The Ohio State proposal leaves the decision about foreign language requirements (currently the same as Texas -- fourth semester proficiency must be demonstrated by all colleges) up to individual colleges within the university. Diane Birckbichler, director of the Foreign Language Center, said that she was “disappointed and dismayed” by the recommendations. “We’re at a time when, people from the public … to the president himself are recognizing the importance for Americans to have foreign languages.”

The committee report says that, according to a student survey, students find the four-quarter language requirement “onerous.” Birckbichler said the survey was misinterpreted, and that what students really said was that the general language requirement didn’t rank highly in their opinion of things that would contribute to their future career. “We do think student opinion should be considered,” Birckbichler said, “but it shouldn’t be the sole reason.”

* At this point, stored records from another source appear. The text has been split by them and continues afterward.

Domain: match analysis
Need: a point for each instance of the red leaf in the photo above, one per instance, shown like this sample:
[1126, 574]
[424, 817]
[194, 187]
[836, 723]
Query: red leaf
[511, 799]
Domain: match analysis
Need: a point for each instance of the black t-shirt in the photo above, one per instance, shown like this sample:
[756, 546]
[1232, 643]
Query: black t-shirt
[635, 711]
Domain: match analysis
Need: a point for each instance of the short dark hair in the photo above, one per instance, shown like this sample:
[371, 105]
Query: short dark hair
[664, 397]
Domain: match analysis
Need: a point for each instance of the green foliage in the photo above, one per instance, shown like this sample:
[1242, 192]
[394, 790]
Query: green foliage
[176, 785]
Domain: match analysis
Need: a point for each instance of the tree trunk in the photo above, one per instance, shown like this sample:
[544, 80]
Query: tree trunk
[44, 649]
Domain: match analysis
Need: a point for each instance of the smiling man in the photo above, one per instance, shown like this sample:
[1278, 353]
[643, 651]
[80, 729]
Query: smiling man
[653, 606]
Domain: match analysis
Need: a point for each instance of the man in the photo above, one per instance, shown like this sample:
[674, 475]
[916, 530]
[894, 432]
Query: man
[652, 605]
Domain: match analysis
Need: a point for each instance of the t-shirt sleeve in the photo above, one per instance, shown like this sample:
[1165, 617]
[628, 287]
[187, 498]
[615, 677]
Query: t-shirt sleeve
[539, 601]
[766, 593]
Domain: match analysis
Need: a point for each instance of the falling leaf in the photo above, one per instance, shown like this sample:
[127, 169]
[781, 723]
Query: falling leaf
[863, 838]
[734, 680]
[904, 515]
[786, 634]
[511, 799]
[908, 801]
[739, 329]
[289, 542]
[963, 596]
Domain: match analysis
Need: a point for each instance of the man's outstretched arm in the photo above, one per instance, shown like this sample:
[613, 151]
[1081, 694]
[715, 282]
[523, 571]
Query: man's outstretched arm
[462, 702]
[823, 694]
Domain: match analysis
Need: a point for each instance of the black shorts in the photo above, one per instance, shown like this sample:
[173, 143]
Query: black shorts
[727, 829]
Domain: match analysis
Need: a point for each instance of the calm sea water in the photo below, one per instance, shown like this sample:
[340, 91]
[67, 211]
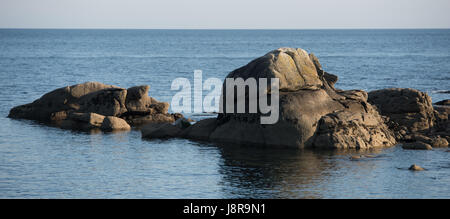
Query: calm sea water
[37, 161]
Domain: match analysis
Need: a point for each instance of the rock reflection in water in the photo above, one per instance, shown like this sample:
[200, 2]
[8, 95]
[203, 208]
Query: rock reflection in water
[250, 172]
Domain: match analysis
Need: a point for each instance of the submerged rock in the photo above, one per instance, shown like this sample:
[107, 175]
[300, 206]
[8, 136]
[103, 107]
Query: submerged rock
[418, 145]
[312, 113]
[84, 106]
[111, 123]
[416, 168]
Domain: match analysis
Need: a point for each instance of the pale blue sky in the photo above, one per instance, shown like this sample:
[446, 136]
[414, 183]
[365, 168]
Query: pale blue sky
[225, 14]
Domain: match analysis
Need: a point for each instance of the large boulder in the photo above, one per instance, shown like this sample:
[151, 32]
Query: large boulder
[72, 106]
[111, 123]
[312, 113]
[160, 130]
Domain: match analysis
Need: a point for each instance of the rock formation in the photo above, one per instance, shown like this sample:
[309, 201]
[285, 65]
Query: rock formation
[312, 113]
[411, 116]
[95, 105]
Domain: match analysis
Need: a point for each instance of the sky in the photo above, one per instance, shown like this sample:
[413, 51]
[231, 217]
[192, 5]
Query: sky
[225, 14]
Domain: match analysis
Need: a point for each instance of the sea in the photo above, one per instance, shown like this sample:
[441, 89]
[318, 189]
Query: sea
[38, 161]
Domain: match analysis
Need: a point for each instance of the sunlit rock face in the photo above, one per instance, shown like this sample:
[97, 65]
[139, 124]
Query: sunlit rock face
[312, 113]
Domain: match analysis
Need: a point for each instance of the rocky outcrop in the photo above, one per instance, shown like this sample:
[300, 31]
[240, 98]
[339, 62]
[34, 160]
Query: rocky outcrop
[411, 115]
[96, 105]
[418, 145]
[415, 168]
[160, 130]
[312, 113]
[443, 103]
[111, 123]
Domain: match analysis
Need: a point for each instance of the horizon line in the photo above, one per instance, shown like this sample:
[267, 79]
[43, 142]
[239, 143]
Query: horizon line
[102, 28]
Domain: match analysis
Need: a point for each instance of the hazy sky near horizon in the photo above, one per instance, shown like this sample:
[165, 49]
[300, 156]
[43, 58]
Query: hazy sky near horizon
[225, 14]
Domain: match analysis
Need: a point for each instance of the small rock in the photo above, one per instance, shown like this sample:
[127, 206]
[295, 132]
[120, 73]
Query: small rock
[182, 123]
[160, 130]
[439, 142]
[111, 123]
[443, 103]
[356, 157]
[418, 145]
[416, 168]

At Texas, David Hillis, a biology professor on the committee, appended a “minority report” to the committee report, disagreeing with the signature courses. Hillis wrote that the courses would require a huge influx of resources to create sections for all freshmen and sophomores, and that, even in a quest for coherence, the courses would have “no common theme outside of the vague bonds of ‘nature’ and ‘culture.’”

The task of overhauling general education requirements is often a messy one, as faculty members from different disciplines are asked to find common ground regarding the essential knowledge of an educated adult. At Harvard University, a committee in November proposed increasing students' options by allowing departmental courses, rather than specially designed core courses, to fill requirements. Students, many of whom had complained that the Core Curriculum requirements relegated them to choosing from whichever of the sparse offerings fit into their schedule, were thrilled. But some critics have said that Harvard is inappropriately  retreating from the idea of defining a necessary set of knowledge.